Sitting in his office (still in Ealing) Asgari gives a wry smile.

"But that was the problem: when groups got big they weren't going to play a small venue like ours.

"When the Stones first played for us, Brian Jones would come into my office afterwards and we'd sort out the 50-50 split of the door money - it was Brian who was in charge of all their bookings. The first Saturday they played we took £7. By the time they played their last Ealing gig it was £33.

"When groups were getting started, they would beg to play. The club saw lots of groups who became famous like The Who and the Dave Clark Five. Not everyone became a star but quite a few people did.

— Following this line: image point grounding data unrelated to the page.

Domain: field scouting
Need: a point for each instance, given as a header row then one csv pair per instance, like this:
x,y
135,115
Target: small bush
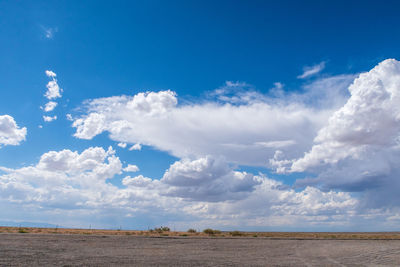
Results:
x,y
210,231
161,229
165,229
236,233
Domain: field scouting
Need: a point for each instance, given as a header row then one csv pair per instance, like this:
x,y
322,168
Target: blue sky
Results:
x,y
241,109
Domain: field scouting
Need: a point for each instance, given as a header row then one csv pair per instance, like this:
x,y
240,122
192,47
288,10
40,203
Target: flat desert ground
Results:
x,y
99,249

"I could see the Rolling Stones taking off week by week. And they were a pretty good group: certainly we had much worse. After them came the Mann-Hugg Blues Brothers - which became Manfred Mann.

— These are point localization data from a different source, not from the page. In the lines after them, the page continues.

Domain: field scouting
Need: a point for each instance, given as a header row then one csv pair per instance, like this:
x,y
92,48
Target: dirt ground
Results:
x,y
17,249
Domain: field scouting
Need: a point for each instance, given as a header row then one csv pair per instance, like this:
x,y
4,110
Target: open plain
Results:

"The lead singer was Paul Jones and I think Paul and Manfred were two of the really talented people I knew in those days. But the same thing happened: we couldn't pay the money the performers wanted. So they would go somewhere like the Eel Pie Hotel on the Thames, which could take far more people."

Image source, 62 Films
Image caption,

The documentary includes animated sequences

Asgari finally closed the club in 1971 and the site has had a chequered history since. It's now the Red Room and has an uncertain future. For the past 14 years it's been run by Dubliner Cathal Curtis.

"In the last five years we've tried to put on more live performances: usually we're live three nights a week. But in truth the live music does not make much money - we're no longer in the glory days of the 1960s when a small venue could be full night after night.

"It's obvious that in London small and medium-sized music venues are struggling. Every year it gets more difficult to get people through the door.

"The interesting thing is that the number of amateur or semi-pro acts who want to play would almost compare with the bands around in the 1960s. And I see groups coming in here with musicians in their 20s who could definitely make it to the next level.

"That's how acts like The Who and The Animals got started. But in London now there are probably half a dozen small venues like the Red Room left. We're proud of our history going all the way back to what Fery Asgari did and even before that. But if we go, where will the kids of 19 or 20 perform and learn their trade the way Mick Jagger and Brian Jones did 50 years ago?"

Suburban Steps to Rockland is due for cinema release in the UK in 2018.